A: There are different ways to measure the same things depending on how the system has been constructed. It is important to look at the whole report and the questions we are asking in it because that provides very accurate information on what is needed. For instance, regarding getting service rate data for each worker thread separately, the report requires to demonstrate the middleware balances the load across all memcached servers. This is difficult to accomplish if you do not have information on what each worker thread is doing. We strongly recommend to go over the report template and make a list of all the data required and then proceed to implement the instrumentation accordingly.  

 

Q: Should I implement a network queue? 

A: The network queue is, from a functional point of view, not strictly necessary as worker threads could get the requests directly from the network interface. However, if there is no network queue where the requests are placed before being processed, it becomes difficult to do many of the necessary measurement to understand the performance of the system. For instance, it will not be possible to measure the time a message waits to be processed or the average number of requests waiting in the queue at any given time. Without such information, the experimental analysis and definitely the analytical treatment become next to impossible and the results will be very poor. This is why we require that the middleware includes a network queue. 

Q: What do I put into the network queue? 

A: You decide the type of the objects you place on the network queue. Each design decision has implications in terms of the performance you are going to observe because, depending on this decision, the way messages are actually processed varies. The design decision will also have implications in terms of what you measure inside the middleware as overall response time, service time, waiting time, etc.  

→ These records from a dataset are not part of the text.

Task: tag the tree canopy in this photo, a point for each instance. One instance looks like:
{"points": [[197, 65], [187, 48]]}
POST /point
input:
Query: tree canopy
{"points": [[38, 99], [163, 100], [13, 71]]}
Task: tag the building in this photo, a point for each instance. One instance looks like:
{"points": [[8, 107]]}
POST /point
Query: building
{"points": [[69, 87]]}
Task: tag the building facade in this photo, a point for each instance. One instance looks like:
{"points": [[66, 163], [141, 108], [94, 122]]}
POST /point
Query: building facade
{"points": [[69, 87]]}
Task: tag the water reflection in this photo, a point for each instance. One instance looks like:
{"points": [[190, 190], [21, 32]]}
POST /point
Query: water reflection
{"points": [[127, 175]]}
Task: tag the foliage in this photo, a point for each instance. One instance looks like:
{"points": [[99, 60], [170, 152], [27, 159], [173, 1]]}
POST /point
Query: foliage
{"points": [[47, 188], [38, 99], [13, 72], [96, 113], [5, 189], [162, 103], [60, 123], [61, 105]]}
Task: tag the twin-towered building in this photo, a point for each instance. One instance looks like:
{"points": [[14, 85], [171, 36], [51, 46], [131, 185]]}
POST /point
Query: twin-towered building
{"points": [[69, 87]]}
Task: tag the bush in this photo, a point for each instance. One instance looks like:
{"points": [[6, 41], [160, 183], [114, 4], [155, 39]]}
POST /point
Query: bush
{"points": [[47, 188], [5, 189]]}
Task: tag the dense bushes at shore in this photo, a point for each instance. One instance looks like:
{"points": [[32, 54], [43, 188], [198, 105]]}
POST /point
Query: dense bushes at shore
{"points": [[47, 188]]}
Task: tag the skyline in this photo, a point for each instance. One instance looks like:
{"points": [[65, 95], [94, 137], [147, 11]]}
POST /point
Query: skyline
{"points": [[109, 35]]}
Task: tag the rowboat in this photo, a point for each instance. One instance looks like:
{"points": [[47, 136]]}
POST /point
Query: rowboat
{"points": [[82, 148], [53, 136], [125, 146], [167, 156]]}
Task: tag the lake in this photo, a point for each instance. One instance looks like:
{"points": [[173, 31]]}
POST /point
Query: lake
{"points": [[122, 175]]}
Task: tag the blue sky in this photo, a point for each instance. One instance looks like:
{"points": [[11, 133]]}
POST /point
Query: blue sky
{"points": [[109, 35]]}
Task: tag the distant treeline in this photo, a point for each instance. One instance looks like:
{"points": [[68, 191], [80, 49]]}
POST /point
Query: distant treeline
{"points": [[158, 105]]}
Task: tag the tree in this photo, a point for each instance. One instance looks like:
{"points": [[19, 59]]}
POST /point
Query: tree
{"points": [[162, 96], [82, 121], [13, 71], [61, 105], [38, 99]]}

Q: Why don't just tell me exactly what I need to do instead of pointing to the several choices available? 

A: The course is about making design choices, building a system, and then experimentally, as well as analytically, explaining why the system behaves the way it does. How you implement the network queue, where you actually do the message parsing, what objects you give to the worker threads, etc. will influence how the system behaves. We expect you to make a choice on the design and then explain what are the consequences of that design in terms of the performance observed. To make such choices, you should think carefully about the overall system behavior, the overheads that each operation will cause, and -very important- to look at what we are asking you to do in the complete report. Some of the questions about whether a network queue is needed can be easily answered from what we ask to measure since, as pointed our above, without the queue, such measurements become very difficult. 

Q: In case in Section 4.2 I have a different number of clients for each worker thread scenario that produce the maximum throughput, how should I show this?

A: In general throughout the report it is a good idea to be as explicit about your setup and measurement points as possible. This helps us interpret your results and it makes it possible for you to quickly verify and compare inside and across sections. In this particular case you can either include the number of clients as part of the explanation of the table, or as an additional row in the table.